Bees are wondrous creatures.

They pollinate our fruit! Our veggies! Our flowers! And they produce honey!

Oh, honey, those bees are the bees knees! Sure, you have to put up with an occasional sting - and I did hear somewhere that you're more likely to die from a bee sting than you are from a snake bite - but the buzz is that bees rock.

As it turns out, bees are bees-knees-ier than I thought.

They have acted as “biomarkers” at airports to monitor air quality, and to detect whether munitions testing at an Army base in Maryland was causing pollution. They have been trained to detect illicit drugs, and to track elephants with a goal of combating poaching. (Source: Boston Globe)

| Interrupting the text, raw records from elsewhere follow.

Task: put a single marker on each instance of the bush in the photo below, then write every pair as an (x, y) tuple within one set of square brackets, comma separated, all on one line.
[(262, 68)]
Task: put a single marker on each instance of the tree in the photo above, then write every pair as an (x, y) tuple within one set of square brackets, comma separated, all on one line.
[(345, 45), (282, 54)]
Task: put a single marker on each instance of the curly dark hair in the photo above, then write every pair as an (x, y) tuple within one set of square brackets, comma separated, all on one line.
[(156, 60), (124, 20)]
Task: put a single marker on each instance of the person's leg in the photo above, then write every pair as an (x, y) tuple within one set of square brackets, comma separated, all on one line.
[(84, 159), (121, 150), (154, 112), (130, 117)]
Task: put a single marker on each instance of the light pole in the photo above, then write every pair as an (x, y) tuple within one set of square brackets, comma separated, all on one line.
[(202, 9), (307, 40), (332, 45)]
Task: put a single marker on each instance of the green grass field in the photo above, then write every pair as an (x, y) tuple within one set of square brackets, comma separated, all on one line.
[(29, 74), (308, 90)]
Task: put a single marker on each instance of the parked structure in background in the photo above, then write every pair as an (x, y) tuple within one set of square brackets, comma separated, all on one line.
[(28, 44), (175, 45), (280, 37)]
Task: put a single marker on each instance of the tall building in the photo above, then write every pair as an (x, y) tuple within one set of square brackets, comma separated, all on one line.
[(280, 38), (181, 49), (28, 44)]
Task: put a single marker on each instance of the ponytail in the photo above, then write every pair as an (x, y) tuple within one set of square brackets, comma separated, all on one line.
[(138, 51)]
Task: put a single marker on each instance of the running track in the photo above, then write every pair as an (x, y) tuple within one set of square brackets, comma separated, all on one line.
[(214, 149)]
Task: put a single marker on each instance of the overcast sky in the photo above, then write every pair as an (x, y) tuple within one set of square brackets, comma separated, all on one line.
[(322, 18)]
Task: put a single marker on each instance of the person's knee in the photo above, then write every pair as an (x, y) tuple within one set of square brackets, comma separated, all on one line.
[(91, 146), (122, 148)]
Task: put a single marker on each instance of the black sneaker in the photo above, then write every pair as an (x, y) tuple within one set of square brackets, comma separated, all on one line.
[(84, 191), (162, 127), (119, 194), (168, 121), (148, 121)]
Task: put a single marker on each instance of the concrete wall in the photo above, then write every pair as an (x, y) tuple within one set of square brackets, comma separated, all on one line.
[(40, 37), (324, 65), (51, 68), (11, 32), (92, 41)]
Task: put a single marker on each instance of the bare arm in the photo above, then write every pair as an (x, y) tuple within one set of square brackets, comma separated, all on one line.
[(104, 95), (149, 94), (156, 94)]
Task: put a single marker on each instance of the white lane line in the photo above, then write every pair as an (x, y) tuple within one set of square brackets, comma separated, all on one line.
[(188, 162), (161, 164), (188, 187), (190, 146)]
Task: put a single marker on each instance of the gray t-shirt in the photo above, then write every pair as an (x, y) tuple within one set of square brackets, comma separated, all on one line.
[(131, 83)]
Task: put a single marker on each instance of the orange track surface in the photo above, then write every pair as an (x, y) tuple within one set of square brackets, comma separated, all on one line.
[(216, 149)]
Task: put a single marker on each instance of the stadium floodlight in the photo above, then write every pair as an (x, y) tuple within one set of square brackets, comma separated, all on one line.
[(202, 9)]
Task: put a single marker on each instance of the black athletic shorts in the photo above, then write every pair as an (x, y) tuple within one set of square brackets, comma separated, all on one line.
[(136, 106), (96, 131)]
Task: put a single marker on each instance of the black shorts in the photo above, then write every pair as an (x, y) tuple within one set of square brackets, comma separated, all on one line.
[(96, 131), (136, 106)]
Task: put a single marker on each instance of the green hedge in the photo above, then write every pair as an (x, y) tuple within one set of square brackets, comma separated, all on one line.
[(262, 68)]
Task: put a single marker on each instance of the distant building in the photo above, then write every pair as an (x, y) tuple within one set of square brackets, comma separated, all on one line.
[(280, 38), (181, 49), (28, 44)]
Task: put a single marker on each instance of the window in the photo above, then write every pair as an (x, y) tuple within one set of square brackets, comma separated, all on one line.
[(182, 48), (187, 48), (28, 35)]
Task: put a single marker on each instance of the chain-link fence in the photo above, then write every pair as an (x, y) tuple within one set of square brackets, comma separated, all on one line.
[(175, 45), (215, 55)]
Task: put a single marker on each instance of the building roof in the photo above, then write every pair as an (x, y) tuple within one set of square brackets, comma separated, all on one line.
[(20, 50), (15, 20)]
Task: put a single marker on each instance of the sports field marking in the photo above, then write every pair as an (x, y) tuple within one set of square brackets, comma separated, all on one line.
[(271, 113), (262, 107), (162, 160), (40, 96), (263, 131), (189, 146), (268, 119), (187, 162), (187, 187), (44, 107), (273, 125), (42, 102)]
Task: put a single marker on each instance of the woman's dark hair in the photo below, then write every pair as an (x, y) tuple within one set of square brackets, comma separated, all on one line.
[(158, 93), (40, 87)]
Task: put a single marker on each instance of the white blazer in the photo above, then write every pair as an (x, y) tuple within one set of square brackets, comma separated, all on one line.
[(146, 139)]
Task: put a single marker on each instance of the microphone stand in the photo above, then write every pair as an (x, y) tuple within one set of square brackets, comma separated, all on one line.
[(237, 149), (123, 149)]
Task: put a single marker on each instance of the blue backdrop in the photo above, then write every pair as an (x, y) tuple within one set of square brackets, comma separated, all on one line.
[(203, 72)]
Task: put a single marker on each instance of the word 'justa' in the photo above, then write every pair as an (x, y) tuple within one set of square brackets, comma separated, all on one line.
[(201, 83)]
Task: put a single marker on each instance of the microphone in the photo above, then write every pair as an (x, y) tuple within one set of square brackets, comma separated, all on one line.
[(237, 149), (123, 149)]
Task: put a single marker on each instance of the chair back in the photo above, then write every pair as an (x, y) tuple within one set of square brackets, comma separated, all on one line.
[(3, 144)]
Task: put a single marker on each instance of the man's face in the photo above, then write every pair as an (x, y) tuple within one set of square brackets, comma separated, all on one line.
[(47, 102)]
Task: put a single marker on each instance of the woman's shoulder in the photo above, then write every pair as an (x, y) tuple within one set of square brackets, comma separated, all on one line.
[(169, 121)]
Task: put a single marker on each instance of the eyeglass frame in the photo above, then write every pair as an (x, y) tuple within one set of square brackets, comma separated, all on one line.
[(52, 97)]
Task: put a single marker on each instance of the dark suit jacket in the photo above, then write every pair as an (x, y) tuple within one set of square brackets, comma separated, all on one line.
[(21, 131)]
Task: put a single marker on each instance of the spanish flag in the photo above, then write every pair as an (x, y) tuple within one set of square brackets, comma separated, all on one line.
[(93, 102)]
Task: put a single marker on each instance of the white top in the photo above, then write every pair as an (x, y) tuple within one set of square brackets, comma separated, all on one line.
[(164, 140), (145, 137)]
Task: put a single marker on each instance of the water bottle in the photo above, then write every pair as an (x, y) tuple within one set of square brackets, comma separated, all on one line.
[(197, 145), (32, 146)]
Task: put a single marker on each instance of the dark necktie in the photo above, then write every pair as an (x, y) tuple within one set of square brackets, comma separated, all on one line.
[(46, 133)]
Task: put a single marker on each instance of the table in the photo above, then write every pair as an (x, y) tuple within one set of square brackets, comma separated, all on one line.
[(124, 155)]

And there's a lab farm in Virginia where they're figuring out how to deploy bees to find dead bodies. (You've heard of cadaver dogs? I give you cadaver bees.) 

The scientists/academics and law enforcement types working on the farm use donated bodies that they place in different settings. As the donated bodies start decomposing:

...organic matter will permeate the air and the surrounding foliage. Bees will alight on native goldenrod and coneflowers, planted in a circle around the bodies to entice the insects.

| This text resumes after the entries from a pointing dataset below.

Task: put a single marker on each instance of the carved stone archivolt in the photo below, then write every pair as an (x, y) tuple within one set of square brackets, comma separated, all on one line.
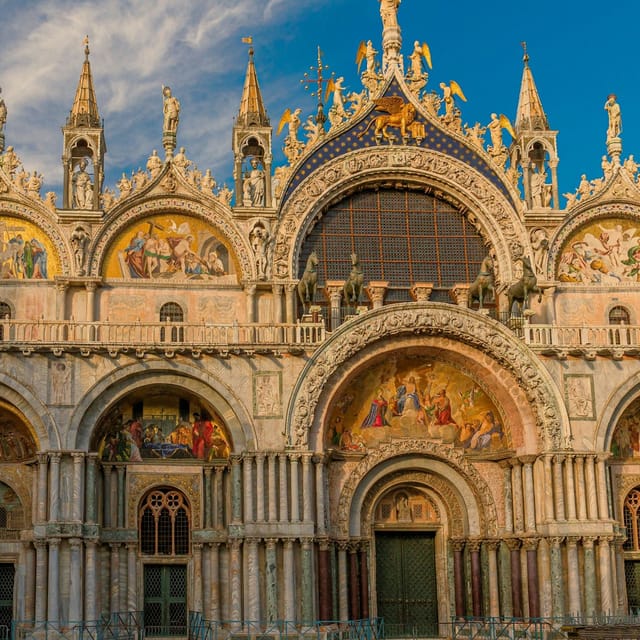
[(453, 458), (190, 483), (590, 215), (484, 205), (120, 220), (428, 319)]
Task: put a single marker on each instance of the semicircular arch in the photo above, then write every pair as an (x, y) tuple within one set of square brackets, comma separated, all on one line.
[(439, 326), (213, 214), (124, 380), (482, 202)]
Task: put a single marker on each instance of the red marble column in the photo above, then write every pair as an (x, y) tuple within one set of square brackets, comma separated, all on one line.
[(325, 603)]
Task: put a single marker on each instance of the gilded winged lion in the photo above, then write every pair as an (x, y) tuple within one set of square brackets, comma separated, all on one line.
[(397, 113)]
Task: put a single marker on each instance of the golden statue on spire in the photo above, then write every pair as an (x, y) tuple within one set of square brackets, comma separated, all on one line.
[(389, 13)]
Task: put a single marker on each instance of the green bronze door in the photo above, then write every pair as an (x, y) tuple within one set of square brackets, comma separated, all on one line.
[(165, 600), (406, 583)]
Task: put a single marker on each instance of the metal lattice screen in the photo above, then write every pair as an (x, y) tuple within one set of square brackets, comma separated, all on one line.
[(401, 237)]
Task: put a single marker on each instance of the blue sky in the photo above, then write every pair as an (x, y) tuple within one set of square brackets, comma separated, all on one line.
[(580, 52)]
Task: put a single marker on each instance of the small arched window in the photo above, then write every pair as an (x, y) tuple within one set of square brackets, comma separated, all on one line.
[(164, 523), (171, 313), (619, 315), (631, 515)]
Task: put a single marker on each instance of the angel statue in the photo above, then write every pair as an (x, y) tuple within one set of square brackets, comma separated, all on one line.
[(335, 86), (389, 13), (449, 91), (419, 51), (368, 53)]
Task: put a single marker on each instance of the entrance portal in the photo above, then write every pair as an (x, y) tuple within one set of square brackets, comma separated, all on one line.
[(406, 583), (165, 600)]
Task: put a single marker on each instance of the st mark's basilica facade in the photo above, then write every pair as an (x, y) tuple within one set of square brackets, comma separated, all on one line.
[(397, 377)]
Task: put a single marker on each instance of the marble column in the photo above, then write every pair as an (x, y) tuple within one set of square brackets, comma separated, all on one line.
[(54, 488), (354, 588), (218, 498), (294, 471), (320, 501), (253, 579), (557, 577), (529, 495), (90, 580), (28, 609), (590, 481), (273, 500), (364, 579), (208, 516), (508, 498), (492, 566), (247, 468), (260, 487), (343, 581), (324, 580), (518, 498), (581, 502), (236, 491), (271, 579), (75, 575), (549, 508), (601, 479), (558, 487), (307, 580), (235, 579), (78, 486), (607, 604), (289, 579), (214, 593), (458, 575), (42, 564), (516, 577), (91, 495), (476, 577), (114, 579), (53, 582), (283, 497), (533, 590)]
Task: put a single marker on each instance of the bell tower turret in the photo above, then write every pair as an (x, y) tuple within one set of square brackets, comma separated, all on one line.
[(534, 149), (84, 146), (252, 145)]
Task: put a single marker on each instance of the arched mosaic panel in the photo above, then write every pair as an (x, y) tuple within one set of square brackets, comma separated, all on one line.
[(605, 251), (26, 252), (412, 395), (170, 247)]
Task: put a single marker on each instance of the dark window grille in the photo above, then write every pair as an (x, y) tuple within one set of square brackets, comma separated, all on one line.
[(164, 524)]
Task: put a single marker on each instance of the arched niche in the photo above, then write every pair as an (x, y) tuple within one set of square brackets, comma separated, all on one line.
[(175, 392)]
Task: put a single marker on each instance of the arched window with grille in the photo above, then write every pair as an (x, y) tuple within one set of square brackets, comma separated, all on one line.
[(164, 523), (5, 314), (618, 317), (171, 314)]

A teaching assistant, Molly Kilcarr, and a forensics professor, Emily Rancourt, visit regularly, recording data on insect activity and collecting hair tufts, fingerprints and nail trimmings to document the unfolding decay.

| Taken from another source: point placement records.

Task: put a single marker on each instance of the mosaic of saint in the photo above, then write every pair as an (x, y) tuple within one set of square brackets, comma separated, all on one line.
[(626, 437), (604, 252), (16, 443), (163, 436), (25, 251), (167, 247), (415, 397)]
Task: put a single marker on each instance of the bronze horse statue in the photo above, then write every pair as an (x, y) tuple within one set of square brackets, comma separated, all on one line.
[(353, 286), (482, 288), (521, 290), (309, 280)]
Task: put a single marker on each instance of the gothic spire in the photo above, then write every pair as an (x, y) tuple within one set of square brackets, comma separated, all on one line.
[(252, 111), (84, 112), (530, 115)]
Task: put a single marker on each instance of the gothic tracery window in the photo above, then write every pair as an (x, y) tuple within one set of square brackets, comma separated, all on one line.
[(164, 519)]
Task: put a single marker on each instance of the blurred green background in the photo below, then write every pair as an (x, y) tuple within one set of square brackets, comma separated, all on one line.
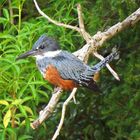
[(23, 92)]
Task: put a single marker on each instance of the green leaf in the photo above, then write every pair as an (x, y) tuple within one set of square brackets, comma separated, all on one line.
[(22, 110), (7, 118), (3, 102), (17, 102), (28, 109)]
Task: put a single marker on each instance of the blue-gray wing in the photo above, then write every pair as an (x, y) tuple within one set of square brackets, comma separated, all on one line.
[(69, 66)]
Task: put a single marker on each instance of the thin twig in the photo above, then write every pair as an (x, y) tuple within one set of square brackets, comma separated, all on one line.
[(63, 113), (84, 34), (97, 40), (108, 66), (55, 22)]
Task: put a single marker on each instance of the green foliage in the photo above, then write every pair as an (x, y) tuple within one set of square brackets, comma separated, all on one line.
[(23, 92)]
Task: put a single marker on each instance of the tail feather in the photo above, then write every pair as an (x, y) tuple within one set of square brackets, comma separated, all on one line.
[(86, 78)]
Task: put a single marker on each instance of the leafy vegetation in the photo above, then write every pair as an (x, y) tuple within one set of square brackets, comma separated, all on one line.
[(23, 92)]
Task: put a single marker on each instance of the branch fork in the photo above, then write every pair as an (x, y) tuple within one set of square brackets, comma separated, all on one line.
[(91, 46)]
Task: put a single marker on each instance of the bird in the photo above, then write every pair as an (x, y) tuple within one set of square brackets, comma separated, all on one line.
[(62, 68)]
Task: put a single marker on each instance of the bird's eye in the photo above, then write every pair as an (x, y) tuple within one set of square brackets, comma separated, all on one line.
[(42, 47)]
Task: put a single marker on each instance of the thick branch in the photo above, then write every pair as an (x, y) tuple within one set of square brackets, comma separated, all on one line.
[(94, 42), (45, 113)]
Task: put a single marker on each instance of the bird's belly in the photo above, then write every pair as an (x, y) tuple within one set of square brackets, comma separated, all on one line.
[(53, 76)]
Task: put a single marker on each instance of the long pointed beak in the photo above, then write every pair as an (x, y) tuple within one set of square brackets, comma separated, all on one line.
[(26, 54)]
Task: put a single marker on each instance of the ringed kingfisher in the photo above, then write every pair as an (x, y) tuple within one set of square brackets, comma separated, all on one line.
[(61, 68)]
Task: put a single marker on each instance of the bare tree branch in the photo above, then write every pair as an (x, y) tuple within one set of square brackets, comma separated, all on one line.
[(63, 113), (93, 43), (100, 37), (108, 66), (45, 113), (55, 22)]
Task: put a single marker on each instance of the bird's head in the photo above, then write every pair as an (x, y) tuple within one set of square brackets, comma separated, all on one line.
[(43, 45)]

The team will examine the beehives, placed just outside the locked gates, to see if the honey contains traces of the volatile organic compounds, or VOCs, that are released by decomposing human bodies, Eckenrode said. By determining which compounds are from humans, and differentiating them from VOCs produced by other animals, the researchers hope their efforts can help investigators narrow the search area.

Personally, I'd prefer my honey to be free of human VOCs. And, while I'm at it, animal VOCs. But this is all very interesting, no? And if it were my body that they were trying to find, I'd be delighted - if posthumous delight is possible - to have been discovered by bees. (Plus I'm sure any honey containing my VOCs would be delish.)

Bees aren't the only insect that's forensically useful. 

 ...insects have long been studied for the roles they play as tiny sleuths.

Blow flies flock to carcasses like, well, flies to honey.  

The developmental age of blow flies and their larvae has helped to determine timelines and whether a body has been moved, clues that can guide investigators, according to forensic entomology research in Europe, the United States and other countries. In Britain, entomologists have studied blow fly larvae on decaying corpses, including one zipped inside a suitcase, to determine how long a person has been dead.

There's also a bee that specializes in dead bodies. Vulture bees are carnivores, so it'll be no surprise if they're enlisted as tiny sleuths, too. And, yes, they do produce honey. So yuck. On the plus side, vulture bees don't sting. You gotta take the good with the bad.